The Avion de Transport Supersonique Futur (ATSF) also known as Alliance, was a concept design for supersonic transport developed by British Aerospace and Aérospatiale together. The aircraft was to be based on the experience learned from the supersonic Concorde, and was to fly at a top speed of roughly Mach 2. Preliminary designs were produced, with some wind-tunnel testing of small-scale models, but development apparently stalled in the early 2000s.

==History==
By the mid-1980s, it was recognised that Concorde, the first long-serving supersonic transport, had achieved a niche level of profitability on the busiest Transatlantic routes, but that the airliner had not attracted the widespread use that had been hoped, in part due to political complications and poor economic situation following the 1973 oil crisis. Furthermore, during this era, various organisations were undertaking projects, such as the National Aero-Space Plane in the United States, which were aimed at competing with Concorde as next generation supersonic transports. Some political figures, such as US President Ronald Reagan, were outspokenly optimistic on the topic, and directed funding to such ventures; accordingly, several aerospace companies, not least Concorde's manufacturers, British Aerospace and Aérospatiale, kept a keen eye on these developments and often performed their own studies into future supersonic transports.

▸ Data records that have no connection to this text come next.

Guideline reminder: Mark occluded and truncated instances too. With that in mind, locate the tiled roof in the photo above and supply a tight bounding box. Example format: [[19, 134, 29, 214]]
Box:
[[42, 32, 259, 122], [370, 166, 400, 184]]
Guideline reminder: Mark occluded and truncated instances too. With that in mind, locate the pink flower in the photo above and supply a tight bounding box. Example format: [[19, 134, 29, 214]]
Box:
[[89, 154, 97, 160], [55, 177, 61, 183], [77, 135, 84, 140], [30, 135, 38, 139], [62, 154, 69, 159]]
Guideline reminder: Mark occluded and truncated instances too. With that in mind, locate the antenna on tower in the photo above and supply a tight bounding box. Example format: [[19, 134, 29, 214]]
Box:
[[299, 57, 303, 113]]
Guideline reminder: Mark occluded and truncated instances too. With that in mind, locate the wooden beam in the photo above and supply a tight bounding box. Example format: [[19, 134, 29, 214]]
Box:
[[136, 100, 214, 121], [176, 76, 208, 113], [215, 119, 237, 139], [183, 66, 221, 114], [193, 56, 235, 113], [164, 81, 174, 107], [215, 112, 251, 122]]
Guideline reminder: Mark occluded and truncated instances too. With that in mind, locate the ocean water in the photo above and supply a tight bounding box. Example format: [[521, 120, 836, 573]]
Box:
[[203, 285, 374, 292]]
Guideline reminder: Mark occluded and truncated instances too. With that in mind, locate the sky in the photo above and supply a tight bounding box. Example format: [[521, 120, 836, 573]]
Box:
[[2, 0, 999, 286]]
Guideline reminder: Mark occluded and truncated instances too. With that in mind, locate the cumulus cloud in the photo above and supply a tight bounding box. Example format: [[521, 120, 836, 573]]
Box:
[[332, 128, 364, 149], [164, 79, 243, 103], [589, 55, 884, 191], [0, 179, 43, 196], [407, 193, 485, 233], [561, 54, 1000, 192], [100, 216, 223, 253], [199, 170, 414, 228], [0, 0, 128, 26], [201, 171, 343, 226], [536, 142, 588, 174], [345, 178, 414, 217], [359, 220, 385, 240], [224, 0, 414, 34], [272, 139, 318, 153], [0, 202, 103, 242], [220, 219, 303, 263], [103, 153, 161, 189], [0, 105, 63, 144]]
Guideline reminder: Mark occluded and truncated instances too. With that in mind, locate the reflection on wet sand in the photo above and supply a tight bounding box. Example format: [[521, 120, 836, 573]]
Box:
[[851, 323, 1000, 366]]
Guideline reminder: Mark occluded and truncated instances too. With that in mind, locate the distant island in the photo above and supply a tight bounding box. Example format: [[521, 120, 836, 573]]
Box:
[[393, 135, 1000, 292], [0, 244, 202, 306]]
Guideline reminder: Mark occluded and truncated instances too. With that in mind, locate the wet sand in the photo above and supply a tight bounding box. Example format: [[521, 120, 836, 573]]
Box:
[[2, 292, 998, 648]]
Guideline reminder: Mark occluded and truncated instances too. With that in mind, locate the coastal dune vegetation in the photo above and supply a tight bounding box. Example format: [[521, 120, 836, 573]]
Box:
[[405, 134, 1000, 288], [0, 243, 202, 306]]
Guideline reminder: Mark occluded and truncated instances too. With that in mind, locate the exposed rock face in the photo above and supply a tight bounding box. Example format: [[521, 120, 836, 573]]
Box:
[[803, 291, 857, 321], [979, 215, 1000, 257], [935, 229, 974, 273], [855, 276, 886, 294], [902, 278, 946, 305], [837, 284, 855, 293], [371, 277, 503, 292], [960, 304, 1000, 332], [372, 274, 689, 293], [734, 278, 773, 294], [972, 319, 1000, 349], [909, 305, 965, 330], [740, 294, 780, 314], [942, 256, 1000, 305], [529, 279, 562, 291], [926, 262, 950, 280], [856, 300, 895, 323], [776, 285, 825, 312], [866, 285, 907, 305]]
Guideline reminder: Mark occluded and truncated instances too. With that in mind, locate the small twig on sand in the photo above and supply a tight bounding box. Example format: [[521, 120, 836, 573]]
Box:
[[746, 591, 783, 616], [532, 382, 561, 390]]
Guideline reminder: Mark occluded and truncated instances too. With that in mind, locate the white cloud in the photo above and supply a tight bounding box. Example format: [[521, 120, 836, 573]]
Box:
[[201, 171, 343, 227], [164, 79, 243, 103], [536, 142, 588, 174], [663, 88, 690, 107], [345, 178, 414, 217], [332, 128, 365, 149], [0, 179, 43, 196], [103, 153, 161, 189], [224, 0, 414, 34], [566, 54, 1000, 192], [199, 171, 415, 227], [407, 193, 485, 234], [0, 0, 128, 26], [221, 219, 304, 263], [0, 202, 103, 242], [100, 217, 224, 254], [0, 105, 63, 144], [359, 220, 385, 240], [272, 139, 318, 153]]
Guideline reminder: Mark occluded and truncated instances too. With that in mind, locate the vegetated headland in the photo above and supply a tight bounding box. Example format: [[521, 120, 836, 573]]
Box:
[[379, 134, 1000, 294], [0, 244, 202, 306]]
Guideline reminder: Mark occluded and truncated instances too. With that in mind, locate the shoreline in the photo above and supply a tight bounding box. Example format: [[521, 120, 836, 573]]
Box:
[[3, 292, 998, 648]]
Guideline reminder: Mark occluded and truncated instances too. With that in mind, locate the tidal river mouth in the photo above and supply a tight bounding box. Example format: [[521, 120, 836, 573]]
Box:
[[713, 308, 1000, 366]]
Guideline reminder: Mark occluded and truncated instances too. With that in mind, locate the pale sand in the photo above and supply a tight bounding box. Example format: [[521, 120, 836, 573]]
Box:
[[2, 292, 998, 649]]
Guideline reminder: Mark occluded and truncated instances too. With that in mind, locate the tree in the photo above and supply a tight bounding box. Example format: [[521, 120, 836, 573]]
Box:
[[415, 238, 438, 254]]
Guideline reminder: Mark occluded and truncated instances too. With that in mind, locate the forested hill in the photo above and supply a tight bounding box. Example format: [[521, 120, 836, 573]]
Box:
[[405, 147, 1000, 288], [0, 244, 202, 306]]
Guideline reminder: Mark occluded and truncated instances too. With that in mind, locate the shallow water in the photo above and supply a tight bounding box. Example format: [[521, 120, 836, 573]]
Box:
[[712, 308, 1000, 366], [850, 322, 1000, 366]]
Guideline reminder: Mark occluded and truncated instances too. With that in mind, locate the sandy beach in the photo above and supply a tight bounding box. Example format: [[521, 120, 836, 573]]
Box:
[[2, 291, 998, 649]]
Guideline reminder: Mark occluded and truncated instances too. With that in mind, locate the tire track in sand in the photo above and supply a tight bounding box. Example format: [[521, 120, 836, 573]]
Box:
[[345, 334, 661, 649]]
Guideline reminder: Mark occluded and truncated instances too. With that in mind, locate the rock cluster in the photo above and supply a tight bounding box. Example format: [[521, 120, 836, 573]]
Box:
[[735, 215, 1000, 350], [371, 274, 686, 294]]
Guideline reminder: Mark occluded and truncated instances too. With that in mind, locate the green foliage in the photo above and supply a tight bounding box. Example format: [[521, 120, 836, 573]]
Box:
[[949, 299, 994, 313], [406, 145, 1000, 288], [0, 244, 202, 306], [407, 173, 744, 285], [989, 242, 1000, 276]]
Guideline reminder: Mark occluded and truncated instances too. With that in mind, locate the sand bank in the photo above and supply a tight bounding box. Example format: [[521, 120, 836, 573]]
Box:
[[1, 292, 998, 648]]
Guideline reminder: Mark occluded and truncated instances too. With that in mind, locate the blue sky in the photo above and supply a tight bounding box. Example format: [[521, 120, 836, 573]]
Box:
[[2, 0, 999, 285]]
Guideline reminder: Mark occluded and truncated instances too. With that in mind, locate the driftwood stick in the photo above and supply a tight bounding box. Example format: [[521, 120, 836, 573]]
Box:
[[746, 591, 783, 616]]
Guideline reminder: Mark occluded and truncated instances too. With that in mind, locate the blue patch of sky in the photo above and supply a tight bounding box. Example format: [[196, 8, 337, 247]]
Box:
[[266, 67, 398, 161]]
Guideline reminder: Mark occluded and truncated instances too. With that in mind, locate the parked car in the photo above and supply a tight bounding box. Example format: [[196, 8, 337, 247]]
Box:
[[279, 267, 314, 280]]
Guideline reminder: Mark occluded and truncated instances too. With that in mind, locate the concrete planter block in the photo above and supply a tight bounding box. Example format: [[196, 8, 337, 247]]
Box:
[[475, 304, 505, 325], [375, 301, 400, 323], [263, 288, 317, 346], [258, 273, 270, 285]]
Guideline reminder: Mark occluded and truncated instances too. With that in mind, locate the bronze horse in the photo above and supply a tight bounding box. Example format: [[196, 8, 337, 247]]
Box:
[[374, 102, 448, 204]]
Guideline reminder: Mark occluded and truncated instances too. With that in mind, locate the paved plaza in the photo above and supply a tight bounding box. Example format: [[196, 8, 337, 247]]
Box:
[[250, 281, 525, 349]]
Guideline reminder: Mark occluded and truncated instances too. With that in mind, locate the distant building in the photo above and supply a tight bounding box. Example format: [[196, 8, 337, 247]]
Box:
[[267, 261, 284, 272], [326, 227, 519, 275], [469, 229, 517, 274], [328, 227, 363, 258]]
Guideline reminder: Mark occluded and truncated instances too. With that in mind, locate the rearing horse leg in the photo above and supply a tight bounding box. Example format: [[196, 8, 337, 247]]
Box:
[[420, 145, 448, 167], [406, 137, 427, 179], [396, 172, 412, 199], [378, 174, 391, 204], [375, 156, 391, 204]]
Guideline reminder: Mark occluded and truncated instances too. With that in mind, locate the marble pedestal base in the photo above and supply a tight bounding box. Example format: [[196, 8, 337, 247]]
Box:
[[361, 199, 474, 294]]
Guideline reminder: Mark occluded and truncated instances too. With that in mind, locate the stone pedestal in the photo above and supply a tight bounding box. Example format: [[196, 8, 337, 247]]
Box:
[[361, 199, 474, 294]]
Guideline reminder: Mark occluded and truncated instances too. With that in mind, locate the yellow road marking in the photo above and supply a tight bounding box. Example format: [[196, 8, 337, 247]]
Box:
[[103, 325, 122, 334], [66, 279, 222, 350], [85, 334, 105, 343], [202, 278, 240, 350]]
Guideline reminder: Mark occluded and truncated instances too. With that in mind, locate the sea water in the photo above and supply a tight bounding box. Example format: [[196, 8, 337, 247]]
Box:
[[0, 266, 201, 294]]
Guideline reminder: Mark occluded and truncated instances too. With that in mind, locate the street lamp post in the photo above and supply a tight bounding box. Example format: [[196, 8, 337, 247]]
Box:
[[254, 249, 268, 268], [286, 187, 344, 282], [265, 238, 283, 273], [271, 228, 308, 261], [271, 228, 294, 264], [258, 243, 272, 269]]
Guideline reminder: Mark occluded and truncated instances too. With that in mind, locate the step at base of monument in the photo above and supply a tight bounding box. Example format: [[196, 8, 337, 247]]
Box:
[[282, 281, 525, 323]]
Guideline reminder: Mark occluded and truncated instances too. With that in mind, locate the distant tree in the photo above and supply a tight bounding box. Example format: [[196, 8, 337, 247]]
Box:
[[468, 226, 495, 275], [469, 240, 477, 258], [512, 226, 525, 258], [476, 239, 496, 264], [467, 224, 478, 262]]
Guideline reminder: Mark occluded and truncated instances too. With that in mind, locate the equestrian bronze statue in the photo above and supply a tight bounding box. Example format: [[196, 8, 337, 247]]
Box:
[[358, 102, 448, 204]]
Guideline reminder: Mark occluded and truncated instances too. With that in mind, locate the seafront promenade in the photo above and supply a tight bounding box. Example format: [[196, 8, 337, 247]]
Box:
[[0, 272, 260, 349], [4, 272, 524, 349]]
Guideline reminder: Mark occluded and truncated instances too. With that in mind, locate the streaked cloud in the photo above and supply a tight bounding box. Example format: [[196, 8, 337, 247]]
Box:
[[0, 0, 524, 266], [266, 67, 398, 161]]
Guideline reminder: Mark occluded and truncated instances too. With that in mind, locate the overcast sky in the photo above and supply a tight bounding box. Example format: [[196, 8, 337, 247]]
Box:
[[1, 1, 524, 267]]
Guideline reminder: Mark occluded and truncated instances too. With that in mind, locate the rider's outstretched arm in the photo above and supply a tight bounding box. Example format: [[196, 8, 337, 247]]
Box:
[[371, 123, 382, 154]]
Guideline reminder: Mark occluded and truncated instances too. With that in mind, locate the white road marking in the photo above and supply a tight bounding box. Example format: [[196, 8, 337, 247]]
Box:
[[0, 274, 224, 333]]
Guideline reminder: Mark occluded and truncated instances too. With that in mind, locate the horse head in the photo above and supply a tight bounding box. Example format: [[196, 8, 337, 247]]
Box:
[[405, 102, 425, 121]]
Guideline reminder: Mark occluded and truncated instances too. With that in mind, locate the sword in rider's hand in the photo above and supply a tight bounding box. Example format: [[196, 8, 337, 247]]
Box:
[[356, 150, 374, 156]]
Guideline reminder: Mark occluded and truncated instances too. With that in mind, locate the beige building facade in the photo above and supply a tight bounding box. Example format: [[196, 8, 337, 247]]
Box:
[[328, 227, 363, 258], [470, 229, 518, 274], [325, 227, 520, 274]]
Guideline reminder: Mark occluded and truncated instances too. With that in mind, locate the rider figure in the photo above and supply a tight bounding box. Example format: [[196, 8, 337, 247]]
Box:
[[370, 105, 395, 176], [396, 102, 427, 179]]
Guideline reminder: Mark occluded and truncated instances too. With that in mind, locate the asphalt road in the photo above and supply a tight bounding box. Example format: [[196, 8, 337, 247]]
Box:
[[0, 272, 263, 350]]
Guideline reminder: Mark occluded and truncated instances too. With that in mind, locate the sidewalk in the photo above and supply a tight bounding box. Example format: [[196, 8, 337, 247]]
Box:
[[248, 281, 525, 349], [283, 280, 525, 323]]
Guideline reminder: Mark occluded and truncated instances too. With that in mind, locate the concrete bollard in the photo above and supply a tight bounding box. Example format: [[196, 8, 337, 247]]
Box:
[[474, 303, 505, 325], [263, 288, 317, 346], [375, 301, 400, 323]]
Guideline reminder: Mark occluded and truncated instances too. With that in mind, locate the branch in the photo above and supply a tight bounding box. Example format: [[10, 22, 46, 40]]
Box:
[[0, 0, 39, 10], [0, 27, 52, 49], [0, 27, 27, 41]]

During the late 1980s, the independent studies performed by British Aerospace and Aérospatiale would coalesce into the Avion de Transport Supersonique Futur (ATSF). A primary objective of this study was to determine not only the technical possibility of such an airliner, but also its commercial viability and compliance with environmental standards, particularly those pertaining to noise and pollution. The study assumed that overland supersonic flight would not be permitted anywhere due to the undesirable sonic booms that people would be otherwise routinely subject to. Operating costs were also examined, as this aspect was particularly valued by the airlines, its prospective customer base. The study recognised that both the development and manufacture of the ATSF would have to be economically feasible, avoid undue technical risks, and likely to be built at such a quantity to be profitable.

It was decided that the ATSF would retain the same Mach 2 maximum speed as Concorde due to the severe engineering challenges posed by going beyond this point. Market analysis had determined that, so long as a supersonic airliner was at least 1.5 times faster than its subsonic competitors, it would attract at least 20 percent of the passengers travelling on that route. Adopting the Mach 2 limit also meant it was relatively easy to compare emerging design concepts to the real life experience garnered from operating Concorde, which had attained 15,000 flight hours fleetwide at this point. A maximum range of 10,000 km was also found to cover 75% of all non-stop long range routes being operated worldwide as of the 1990. Passenger capacity was roughly double that of Concorde, seating 200 passengers; it was speculated that up to 250 could be accommodated on a shorter range ATSF variant.

The basic configuration of the ATSF was broadly similar to Concorde, even to the point of intentionally mimicking design features such as its nose and cockpit. However, reused elements were typically refined for greater aerodynamic efficiency, improved usability, and to address some shortcomings. While an ogee delta wing was also used on the ATSF, substantial effort was placed onto redesigning the wing and fuselage to attain better performance, such as a cruise lift/drag radio of 10. Much attention was paid to the wing and landing gear as to reduce drag; boundary layer control to achieve and maintain laminar flow was also investigated.

Engine installation and selection was also examined; it was quickly found that powerplants that were either substantially larger or heavier would have an undue impact on performance. Even in 1990, the Rolls-Royce/Snecma Olympus 593 turbojet engine, as used on Concorde, still provided the best supersonic performance available amongst existing powerplants. However, if required to perform extended flights at subsonic speeds, it was found that a low-bypass turbofan was optimal. Four engine manufacturers, SNECMA, Rolls-Royce, Pratt and Whitney, and General Electric, had submitted proposals with which to power the ATSF.

By 1994, a trilateral partnership between British Aerospace, Aérospatiale, and the German aircraft manufacturer DaimlerChrysler Aerospace had been formed to develop a supersonic successor to Concorde, which was referred to as the European Supersonic Commercial Transport (ESCT). Amongst other criteria, this project had a similar passenger capacity, top speed, and range to the earlier ATSF. While likely to have been so, it is unclear if this project was a rebranding or restructuring of the earlier ATSF. Irrespectively, the ESCT appears to have taken the role, and place, of the early ATSF project.